Sentinel (Mami Wata), 2020-21
Born in Chicago in 1967, Leigh creates objects and environments that center Black life and interrogate stereotypes associated with Black women. In her sculptural practice, Leigh draws on materials and forms traditionally associated with African art to investigate the intersection of cultures and geographies, and to explore ideas about the female body, race, beauty, and community.
Originally commissioned for the exhibition Prospect.5 in New Orleans, Leigh’s 2020-21 bronze sculpture Sentinel (Mami Wata) is a work that invites reflection on the way African cultural symbols traverse the African diaspora, shifting and metamorphosing as they intersect with local traditions. Leigh describes the sculpture as “my interpretation of a West African water spirit, a deity who has destructive powers as well as creative-generative ones.” The work takes as inspiration the figure of Mami Wata, an animistic deity that is celebrated throughout Africa and the African diaspora, including the United States, the Caribbean, and Brazil. Mami Wata is expressed in unique ways and called different names in various cultures throughout the diaspora as syncretic religious contexts have merged her persona with Christian saints or indigenous spiritual figures. However, her essence as a beguiling water spirit endures across geographies. Representations of Mami Wata often take the form of a mermaid or snake charmer, an amphibious corporeality that emphasizes the fraught relationship between people of African descent and water in the aftermath of the transatlantic slave trade.
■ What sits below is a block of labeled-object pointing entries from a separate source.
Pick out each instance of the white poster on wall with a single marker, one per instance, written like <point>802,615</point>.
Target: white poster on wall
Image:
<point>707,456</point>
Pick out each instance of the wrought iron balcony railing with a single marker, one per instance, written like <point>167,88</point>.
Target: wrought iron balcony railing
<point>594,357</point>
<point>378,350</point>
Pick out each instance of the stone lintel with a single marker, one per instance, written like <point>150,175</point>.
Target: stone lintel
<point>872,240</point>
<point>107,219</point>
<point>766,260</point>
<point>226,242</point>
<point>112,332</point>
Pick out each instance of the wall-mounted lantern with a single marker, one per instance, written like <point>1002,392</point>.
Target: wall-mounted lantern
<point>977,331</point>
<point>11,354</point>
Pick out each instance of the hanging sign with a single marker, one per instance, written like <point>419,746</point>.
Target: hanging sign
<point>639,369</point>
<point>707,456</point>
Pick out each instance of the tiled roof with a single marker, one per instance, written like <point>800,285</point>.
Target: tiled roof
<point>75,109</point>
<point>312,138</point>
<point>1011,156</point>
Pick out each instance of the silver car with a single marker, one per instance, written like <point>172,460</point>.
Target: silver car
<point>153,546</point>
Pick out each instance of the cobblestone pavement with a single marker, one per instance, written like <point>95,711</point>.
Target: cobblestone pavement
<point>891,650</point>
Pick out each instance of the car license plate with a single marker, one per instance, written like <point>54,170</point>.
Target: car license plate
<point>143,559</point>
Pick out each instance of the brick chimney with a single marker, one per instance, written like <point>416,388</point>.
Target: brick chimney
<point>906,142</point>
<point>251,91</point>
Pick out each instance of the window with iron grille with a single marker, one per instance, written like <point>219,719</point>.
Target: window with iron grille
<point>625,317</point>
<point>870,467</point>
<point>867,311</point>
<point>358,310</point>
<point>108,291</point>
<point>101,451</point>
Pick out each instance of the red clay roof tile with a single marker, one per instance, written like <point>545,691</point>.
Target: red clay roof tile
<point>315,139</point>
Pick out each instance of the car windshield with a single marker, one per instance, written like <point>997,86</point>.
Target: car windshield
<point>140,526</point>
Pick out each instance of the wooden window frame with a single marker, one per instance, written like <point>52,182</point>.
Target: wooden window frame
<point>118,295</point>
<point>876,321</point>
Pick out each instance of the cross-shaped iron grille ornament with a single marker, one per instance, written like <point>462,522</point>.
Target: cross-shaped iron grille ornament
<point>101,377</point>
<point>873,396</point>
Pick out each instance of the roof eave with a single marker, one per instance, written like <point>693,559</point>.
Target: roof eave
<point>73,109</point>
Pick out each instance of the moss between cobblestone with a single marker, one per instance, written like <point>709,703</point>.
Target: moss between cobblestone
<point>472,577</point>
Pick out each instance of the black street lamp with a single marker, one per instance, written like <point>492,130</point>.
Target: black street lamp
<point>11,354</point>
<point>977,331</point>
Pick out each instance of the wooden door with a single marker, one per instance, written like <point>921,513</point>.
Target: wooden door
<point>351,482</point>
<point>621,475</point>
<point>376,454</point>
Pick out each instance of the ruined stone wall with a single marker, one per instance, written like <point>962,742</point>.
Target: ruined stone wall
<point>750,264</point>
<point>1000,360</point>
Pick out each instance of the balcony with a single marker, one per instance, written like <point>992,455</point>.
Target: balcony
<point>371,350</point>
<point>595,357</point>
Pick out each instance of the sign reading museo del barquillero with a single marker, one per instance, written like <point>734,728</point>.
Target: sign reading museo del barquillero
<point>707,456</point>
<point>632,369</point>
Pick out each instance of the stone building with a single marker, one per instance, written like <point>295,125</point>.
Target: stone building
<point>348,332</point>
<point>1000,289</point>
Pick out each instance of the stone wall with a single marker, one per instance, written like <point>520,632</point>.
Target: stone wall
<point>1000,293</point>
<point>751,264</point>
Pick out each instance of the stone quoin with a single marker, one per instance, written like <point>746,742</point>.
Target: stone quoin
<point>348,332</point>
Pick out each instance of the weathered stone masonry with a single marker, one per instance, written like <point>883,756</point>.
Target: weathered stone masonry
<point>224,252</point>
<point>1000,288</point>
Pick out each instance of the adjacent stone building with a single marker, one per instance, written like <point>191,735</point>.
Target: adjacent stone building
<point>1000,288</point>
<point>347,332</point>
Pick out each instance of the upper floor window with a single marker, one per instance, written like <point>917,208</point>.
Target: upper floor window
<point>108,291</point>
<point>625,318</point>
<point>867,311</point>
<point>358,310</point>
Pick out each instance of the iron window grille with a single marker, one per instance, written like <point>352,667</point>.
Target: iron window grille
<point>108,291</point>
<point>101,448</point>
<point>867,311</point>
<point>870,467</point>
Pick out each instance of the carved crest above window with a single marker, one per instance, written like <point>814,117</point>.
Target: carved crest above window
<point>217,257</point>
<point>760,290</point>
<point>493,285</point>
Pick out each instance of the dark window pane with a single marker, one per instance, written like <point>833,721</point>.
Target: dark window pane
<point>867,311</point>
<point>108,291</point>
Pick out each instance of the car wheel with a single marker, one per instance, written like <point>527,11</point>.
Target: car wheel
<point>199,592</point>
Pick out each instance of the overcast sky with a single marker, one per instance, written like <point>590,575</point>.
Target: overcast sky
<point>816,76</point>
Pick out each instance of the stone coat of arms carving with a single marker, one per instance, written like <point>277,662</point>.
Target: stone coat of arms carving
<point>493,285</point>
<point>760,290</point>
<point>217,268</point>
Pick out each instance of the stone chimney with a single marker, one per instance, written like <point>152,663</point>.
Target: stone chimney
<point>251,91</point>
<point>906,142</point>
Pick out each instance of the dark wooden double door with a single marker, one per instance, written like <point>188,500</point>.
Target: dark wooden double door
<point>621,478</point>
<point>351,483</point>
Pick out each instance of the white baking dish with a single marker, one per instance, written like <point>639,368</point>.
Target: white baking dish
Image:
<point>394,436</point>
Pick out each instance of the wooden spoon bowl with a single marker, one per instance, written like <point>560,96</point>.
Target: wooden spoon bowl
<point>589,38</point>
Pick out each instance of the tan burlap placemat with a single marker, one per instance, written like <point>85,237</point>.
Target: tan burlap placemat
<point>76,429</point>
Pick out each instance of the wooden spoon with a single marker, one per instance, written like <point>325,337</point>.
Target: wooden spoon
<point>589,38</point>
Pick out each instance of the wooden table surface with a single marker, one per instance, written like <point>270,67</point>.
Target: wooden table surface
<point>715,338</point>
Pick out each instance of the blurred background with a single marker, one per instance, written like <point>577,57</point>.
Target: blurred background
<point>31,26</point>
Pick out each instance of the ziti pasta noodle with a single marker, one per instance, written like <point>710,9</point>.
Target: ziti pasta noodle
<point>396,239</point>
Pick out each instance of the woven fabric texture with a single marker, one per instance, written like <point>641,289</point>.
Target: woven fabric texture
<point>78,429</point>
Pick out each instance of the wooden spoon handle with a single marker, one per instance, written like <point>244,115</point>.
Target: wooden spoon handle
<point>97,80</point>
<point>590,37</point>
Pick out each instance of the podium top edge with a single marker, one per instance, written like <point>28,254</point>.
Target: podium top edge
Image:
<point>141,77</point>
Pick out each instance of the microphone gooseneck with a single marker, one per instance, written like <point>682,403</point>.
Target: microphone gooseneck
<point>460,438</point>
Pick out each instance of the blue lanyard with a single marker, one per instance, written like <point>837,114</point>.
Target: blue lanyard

Leigh represented the US at the 59th International Art Exhibition of La Biennale di Venezia in 2022. In 2023, the first comprehensive survey of her work will open at the Institute of Contemporary Art in Boston. Leigh has had solo exhibitions at the Hammer Museum, Los Angeles, and the New Museum, New York. The Solomon R. Guggenheim Museum in New York organized her 2019 solo exhibition, Loophole of Retreat, following her award of the 2018 Hugo Boss Prize, and her work can be found in private and public collections including the Guggenheim Museum, Hammer Museum, and Pérez Art Museum, Miami. She is represented by the Matthew Marks Gallery.